The protective efficacy of prior repetitive doses of PT027 compared with PT007 on lung function fall in response to a recurring trigger of acute airway obstruction in participants with asthma on SABA as-needed treatment only was assessed. FEV1 baseline was defined as the best FEV1 value (the highest FEV1 of the efforts) taken pre-mannitol challenge at - 30 min for Visit 2 and Visit 3. The peak fall in FEV1 (in mL) was derived as: FEV1 at 7 hours (at 420 minutes) post-mannitol challenge 1 - FEV1 result recorded at mannitol challenge 2 completion, before initiation of the study intervention (at 430 minutes). The efficacy comparison of non-inferiority of PT027 versus PT007 evaluated the while-on-treatment estimand in the PP analysis set and was based on a 1-sided hypothesis testing approach with a non-inferiority margin of -150 mL.

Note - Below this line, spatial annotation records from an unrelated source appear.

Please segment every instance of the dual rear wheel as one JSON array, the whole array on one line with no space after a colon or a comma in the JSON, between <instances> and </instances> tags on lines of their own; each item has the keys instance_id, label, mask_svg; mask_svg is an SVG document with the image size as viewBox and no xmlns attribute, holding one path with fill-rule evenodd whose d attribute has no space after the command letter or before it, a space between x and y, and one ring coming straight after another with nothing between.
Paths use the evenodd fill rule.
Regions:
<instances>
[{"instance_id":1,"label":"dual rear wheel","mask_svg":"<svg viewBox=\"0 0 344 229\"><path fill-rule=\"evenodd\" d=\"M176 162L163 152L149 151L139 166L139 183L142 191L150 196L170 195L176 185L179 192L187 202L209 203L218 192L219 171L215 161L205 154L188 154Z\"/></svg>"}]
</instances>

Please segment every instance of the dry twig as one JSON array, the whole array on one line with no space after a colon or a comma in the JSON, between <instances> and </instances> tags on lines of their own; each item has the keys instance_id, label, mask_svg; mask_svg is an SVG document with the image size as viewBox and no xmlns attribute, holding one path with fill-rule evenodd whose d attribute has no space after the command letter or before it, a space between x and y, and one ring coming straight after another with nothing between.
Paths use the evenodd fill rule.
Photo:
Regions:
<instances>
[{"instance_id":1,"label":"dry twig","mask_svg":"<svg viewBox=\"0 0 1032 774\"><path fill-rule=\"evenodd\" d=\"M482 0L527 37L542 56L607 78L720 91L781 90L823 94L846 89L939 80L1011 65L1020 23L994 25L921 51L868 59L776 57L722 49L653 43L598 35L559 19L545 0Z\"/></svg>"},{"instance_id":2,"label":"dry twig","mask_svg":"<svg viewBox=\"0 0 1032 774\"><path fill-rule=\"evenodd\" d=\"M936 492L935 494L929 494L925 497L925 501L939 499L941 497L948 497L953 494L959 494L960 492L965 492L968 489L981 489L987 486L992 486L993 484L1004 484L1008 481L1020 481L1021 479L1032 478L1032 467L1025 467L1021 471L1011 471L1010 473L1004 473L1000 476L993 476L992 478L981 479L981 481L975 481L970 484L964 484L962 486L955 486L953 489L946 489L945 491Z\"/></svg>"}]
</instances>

The protective efficacy of prior repetitive doses of PT027 compared with PT007 on lung function fall in response to a recurring trigger of acute airway obstruction in participants with asthma on SABA as-needed treatment only was assessed. FEV1 baseline was defined as the best FEV1 value (the highest FEV1 of the efforts) taken pre-mannitol challenge at - 30 min for Visit 2 and Visit 3. The peak fall in FEV1 (in mL) was derived as: FEV1 at 7 hours (at 420 minutes) post-mannitol challenge 1 FEV1 result recorded at mannitol challenge 2 completion, before initiation of the study intervention (at 430 minutes). If non-inferiority was demonstrated, then comparisons were made to establish the superiority of PT027 versus PT007. The primary efficacy comparison of superiority was based on a 2-sided hypothesis testing approach in the RS. Superiority was concluded if the 2-sided p-value was \< 0.05.

The protective efficacy of prior repetitive doses of PT027 compared with PT007 on lung function fall in response to a recurring trigger of acute airway obstruction in participants with asthma on SABA as-needed treatment only was assessed. FEV1 at post-mannitol challenge 2 was the FEV1 result recorded at the end of mannitol challenge 2, i.e. before study intervention treatment, was expected to be at \~490 mins following the mannitol challenge 1. If non-inferiority was demonstrated, then comparisons were made to establish the superiority of PT027 versus PT007. The primary efficacy comparison of superiority was based on a 2-sided hypothesis testing approach in the mRS. Superiority was concluded if the 2-sided p-value was \< 0.05.

The safety and tolerability of repeated dosing of PT027 as compared to PT007 in participants with asthma on SABA as-needed treatment only were assessed.